Cette proposition a été bien accueillie par le député Alexandre Boulerice qui appuie leur démarche à titre de mesure d’urgence.

«À court terme, c’est une bonne idée, mais ce n’est pas une solution à long terme. Il faut mettre plus de ressources dans la fonction publique pour traiter les dossiers», a-t-il commenté en entrevue à La Presse Canadienne.

Un an sans son mari

Misha Pelletier a rencontré son conjoint, originaire de Tunisie, lorsque celui-ci étudiait au Québec, en 2017. Après deux ans de vie commune, en 2019, le jeune homme se voit refuser la permission de demeurer au Canada.

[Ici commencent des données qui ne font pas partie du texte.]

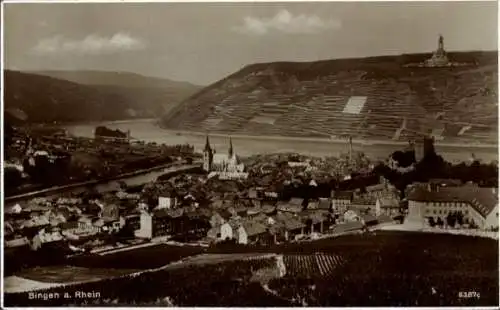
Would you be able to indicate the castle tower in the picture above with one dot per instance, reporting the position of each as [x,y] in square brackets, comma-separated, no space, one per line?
[230,152]
[350,150]
[207,156]
[441,43]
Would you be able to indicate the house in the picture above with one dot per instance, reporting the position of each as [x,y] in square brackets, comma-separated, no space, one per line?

Ils ont d’abord tenté un parrainage de conjoints de fait qui a été refusé, puis ont décidé de se marier pour simplifier le processus. Malgré cela, plus d’un an après l’envoi de leur demande, Immigration Canada n’a toujours pas répondu au couple.

D’autres témoignages ont été partagés pendant la manifestation, samedi, dont celui de Lyne Al-Outa. Une femme d’origine libanaise qui vit dans l’angoisse puisque son mari se trouve encore au Liban, où une crise sociale vient d’éclater à la suite de la tragédie meurtrière de l’explosion survenue à Beyrouth.

Lyne Al-Outa attend impatiemment l’arrivée de son mari puisqu’elle vient de donner naissance à un enfant au Québec en pleine pandémie. L’enfant de quatre mois n’a encore jamais rencontré son père.

«Un enfant a besoin de ses deux parents. J’ai peur qu’il ne connaisse pas son père et sa tendresse», a-t-elle partagé dans un récit émotif.

Avec la pandémie de la COVID-19, la situation s’est clairement détériorée et les familles se sentent abandonnées par le gouvernement.

«Les bureaux ne sont pas fermés pour les visas étudiants ni les visas de travail, ils sont fermés juste pour nous, le parrainage familial. On est toujours les derniers sur la liste de priorités», déplore Misha Pelletier.

Une pétition appuyant cette démarche, lancée sur le portail web de la Chambre des Communes et parrainée par la députée de Vancouver-Est Jenny Kwan, avait recueilli samedi matin 4423 signatures.

Double défi au Québec

Les manifestants n’ont pas manqué de souligner que leur défi est double au Québec puisque les familles doivent aussi se frotter au ministère de l’Immigration de la province. Avant de poursuivre le processus au fédéral, il leur faut obtenir un certificat de sélection du Québec.

Là encore, les délais ne cessent de s’allonger. Si la norme prévoit une réponse en moins de 25 jours, il n’est pas rare que l’on atteigne plusieurs mois d’attente, déplore le député de Québec solidaire Andrés Fontecilla.

«On ne peut pas tout mettre sur le dos de la pandémie. Il y a un problème à Québec», observe-t-il.

Selon lui, tout part de la réduction des seuils d’immigration par le gouvernement de la Coalition avenir Québec. Andrés Fontecilla dénonce le fait que la CAQ ne semble s’intéresser qu’à l’immigration économique alors que la réunification des familles représente un outil idéal d’intégration des nouveaux arrivants.